I have an 2002 Audi A6 Quattro and this morning the PRNDS lights on the dash board were all lit up. They were not flashing but a soild color. As if you had all of them selected at once.

Any ideas what this could be?

Thanks!


----------



## Corday (Mar 3, 2010)

*Re: Audi PRNDS*

Hi Chief. I don't know the answer, but as long as the car hasn't gone into limp mode it's not serious. A code scan should show something.


----------



## Masterchiefxx17 (Feb 27, 2010)

*Re: Audi PRNDS*

Its definitely not in limp mode. It must be a warning of some type, its just I don't know what it is.

I would need one of those special German scanners and I don't have one :sad:


----------



## octaneman (May 13, 2009)

*Re: Audi PRNDS*

Chief, 

Your multitronic gearbox ECU is giving out, costs about $2K to replace.


----------



## Masterchiefxx17 (Feb 27, 2010)

*Re: Audi PRNDS*

:SHOCKED::SHOCKED::SHOCKED::SHOCKED::SHOCKED: $2K!?
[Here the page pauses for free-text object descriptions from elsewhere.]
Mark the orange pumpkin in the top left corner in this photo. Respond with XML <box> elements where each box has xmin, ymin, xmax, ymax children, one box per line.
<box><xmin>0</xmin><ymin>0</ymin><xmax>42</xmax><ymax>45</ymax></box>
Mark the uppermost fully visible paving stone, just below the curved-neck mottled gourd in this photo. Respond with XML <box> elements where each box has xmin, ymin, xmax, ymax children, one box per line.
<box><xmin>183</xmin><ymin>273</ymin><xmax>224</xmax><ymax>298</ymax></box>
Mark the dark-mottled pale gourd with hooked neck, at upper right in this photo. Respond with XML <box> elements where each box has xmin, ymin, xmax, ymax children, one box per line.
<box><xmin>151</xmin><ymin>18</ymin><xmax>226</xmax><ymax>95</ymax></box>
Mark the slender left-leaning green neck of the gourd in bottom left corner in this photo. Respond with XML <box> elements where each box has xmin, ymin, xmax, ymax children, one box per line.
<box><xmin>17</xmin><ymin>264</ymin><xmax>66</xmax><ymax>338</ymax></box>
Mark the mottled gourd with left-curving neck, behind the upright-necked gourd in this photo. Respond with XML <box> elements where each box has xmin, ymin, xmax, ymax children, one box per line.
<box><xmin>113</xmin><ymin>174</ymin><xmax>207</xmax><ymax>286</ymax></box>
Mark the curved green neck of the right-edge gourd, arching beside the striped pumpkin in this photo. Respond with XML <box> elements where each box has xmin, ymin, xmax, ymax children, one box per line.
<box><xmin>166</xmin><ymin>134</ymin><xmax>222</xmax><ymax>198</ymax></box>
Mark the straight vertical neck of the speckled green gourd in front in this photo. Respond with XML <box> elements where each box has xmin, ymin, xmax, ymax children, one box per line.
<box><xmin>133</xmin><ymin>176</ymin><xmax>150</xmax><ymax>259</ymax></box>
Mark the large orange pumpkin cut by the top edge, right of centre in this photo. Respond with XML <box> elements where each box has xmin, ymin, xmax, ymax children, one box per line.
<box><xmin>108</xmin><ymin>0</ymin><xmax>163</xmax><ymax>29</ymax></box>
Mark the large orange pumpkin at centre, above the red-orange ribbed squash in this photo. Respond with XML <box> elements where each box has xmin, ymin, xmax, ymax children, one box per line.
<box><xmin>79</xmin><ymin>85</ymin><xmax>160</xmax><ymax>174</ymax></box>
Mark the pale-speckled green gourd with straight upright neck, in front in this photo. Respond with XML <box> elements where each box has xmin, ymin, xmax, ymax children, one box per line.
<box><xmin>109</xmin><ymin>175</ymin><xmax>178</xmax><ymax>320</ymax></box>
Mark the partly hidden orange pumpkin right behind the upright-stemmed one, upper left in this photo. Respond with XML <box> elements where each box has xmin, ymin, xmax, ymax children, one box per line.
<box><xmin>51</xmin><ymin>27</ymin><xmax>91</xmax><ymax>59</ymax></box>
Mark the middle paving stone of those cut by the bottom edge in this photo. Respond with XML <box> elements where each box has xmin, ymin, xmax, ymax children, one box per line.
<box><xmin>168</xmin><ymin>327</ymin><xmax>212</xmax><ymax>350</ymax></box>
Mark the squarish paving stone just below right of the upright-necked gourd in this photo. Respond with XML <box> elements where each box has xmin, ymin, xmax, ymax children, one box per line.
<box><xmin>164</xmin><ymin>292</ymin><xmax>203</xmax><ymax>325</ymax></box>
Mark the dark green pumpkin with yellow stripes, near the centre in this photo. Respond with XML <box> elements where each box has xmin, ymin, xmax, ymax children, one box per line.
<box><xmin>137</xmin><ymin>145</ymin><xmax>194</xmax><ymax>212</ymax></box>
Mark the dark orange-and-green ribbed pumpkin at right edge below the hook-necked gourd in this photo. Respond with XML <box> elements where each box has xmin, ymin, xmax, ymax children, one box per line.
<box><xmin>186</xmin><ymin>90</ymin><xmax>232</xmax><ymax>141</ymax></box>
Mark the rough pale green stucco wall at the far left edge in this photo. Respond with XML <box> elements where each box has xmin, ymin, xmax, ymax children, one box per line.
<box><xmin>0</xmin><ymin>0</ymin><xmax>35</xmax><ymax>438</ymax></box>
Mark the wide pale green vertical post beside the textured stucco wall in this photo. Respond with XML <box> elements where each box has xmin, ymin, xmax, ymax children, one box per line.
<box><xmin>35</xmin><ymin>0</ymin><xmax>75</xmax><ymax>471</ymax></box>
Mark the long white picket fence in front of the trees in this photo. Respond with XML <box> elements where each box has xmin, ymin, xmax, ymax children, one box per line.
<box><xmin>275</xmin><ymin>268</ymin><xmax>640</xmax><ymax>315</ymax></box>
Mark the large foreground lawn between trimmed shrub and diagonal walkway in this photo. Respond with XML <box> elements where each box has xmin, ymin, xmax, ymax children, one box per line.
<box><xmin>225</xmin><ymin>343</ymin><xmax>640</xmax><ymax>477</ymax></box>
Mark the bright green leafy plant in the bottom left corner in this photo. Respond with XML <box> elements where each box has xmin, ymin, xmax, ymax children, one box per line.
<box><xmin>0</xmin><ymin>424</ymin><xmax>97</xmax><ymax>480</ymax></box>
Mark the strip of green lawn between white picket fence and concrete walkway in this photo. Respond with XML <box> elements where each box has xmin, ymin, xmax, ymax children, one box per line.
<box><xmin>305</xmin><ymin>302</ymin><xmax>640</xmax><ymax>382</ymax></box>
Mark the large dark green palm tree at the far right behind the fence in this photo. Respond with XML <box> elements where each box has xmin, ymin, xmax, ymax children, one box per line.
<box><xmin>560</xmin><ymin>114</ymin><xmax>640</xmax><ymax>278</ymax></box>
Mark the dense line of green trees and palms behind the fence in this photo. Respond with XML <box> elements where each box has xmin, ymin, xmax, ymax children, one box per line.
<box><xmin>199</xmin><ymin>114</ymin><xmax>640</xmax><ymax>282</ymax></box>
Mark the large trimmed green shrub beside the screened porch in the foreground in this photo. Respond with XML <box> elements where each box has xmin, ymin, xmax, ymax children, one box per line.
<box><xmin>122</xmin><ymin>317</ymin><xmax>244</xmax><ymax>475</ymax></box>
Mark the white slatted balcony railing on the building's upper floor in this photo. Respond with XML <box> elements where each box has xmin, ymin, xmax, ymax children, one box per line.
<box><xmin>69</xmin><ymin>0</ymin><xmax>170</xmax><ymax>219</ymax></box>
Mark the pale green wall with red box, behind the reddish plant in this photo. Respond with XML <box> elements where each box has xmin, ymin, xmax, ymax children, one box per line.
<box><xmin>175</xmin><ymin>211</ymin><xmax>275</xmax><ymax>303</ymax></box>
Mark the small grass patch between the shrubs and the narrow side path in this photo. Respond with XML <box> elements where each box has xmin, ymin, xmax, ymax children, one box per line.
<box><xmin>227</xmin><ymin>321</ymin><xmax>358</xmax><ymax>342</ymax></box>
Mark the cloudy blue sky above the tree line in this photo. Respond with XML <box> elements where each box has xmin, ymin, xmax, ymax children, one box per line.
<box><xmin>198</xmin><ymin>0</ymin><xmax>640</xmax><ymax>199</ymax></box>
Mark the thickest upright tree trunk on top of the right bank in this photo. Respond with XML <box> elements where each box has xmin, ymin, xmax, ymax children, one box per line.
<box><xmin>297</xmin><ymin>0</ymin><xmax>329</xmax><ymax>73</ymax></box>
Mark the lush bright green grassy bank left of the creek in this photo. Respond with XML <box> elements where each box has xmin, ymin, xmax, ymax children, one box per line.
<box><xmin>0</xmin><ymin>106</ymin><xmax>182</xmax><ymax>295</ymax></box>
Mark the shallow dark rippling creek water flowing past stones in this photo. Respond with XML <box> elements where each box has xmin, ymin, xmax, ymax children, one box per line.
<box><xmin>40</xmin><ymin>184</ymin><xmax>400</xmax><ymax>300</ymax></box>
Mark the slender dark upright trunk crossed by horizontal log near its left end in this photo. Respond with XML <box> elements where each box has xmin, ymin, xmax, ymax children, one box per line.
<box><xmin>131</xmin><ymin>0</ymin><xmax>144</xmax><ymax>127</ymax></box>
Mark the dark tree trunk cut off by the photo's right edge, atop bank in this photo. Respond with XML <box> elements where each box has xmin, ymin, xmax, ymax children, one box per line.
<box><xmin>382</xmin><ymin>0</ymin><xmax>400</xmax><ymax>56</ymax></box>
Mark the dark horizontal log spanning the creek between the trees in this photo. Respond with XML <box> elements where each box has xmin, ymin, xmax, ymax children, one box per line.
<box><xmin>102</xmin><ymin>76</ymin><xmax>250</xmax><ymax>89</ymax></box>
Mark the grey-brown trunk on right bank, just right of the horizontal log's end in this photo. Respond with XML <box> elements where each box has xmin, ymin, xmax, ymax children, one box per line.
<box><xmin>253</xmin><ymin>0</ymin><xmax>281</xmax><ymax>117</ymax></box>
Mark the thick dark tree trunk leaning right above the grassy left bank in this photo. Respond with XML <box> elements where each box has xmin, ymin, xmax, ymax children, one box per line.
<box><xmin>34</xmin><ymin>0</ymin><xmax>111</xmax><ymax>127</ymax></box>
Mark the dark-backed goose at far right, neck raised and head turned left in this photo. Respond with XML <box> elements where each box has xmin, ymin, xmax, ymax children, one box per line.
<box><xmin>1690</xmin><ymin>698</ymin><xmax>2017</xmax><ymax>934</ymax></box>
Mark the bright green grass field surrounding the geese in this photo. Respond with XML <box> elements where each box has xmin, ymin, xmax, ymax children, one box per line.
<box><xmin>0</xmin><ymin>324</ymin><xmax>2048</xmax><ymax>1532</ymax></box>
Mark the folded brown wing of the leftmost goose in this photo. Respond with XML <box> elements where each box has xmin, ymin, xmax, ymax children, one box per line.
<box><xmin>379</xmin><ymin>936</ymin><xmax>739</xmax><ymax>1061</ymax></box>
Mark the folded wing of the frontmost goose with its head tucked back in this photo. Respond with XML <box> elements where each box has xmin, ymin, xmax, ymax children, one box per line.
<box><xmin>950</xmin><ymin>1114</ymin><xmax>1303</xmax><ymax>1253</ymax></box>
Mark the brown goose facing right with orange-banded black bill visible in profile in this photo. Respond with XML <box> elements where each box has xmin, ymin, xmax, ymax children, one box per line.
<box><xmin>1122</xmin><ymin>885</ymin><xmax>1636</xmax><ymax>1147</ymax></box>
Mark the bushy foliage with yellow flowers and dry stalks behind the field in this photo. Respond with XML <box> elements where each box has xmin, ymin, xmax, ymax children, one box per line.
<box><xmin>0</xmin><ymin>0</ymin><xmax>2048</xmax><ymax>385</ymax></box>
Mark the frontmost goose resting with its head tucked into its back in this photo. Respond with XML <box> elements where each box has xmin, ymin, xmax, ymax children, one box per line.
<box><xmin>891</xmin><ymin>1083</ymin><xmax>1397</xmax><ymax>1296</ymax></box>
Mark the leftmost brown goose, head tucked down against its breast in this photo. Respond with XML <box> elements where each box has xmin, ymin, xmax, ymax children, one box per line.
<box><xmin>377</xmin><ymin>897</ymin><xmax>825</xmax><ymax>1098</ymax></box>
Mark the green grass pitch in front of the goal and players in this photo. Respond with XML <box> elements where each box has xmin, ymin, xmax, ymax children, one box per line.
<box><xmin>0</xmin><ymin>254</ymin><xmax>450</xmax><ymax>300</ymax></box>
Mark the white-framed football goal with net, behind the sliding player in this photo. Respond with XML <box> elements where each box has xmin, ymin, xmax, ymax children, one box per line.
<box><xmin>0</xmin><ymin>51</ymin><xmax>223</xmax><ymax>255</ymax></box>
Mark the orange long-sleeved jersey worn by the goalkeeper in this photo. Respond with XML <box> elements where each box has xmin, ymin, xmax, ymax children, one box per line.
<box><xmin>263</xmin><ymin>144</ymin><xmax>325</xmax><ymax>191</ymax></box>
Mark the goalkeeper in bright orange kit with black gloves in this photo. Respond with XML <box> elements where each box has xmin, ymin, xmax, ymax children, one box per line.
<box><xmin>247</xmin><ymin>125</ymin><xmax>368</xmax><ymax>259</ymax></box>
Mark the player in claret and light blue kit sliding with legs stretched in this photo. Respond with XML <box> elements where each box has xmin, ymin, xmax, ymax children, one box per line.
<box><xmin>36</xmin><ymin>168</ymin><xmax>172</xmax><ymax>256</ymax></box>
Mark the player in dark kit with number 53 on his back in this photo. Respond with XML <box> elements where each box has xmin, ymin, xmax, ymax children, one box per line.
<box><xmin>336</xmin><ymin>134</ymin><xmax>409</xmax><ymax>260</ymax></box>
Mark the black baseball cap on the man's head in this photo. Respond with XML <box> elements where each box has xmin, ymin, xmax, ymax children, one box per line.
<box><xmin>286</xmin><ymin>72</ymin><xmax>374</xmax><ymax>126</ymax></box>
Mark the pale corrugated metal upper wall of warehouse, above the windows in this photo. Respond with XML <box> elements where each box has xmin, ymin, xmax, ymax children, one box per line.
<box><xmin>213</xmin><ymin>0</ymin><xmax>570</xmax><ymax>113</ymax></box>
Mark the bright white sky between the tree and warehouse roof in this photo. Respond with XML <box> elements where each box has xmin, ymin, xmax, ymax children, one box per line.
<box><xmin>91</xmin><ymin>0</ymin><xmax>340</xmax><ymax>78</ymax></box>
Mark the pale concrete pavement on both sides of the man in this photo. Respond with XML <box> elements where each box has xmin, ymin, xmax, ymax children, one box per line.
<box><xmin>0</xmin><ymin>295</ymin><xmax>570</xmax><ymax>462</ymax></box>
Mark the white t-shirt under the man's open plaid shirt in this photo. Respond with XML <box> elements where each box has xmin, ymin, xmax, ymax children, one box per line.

Lets see if the issue comes back before I do anything major. (I hope it doesn't)

I'll go down to my local car guy and see if he will let me use his code scanner for free.

Thanks to you both.


----------



## Masterchiefxx17 (Feb 27, 2010)

*Re: Audi PRNDS*

Just an update on this..

I spoke to a friend of mine who has owned 5 Audi's and he said that the LCD display could also be going bad. In the cold weather they can really suffer. He said that on all of his Audi's that it happened.

The issue for me hasn't happened since so I am going to go with its not the ECU box (Thank god!)


----------



## Corday (Mar 3, 2010)

Nice new 2013 A8 has push buttons. Got an extra 80Gs sitting around?


----------



## Masterchiefxx17 (Feb 27, 2010)

Haha, funny you bring up the A8. I just read the review in Car and Driver today. The interior of that car is just beautiful.


----------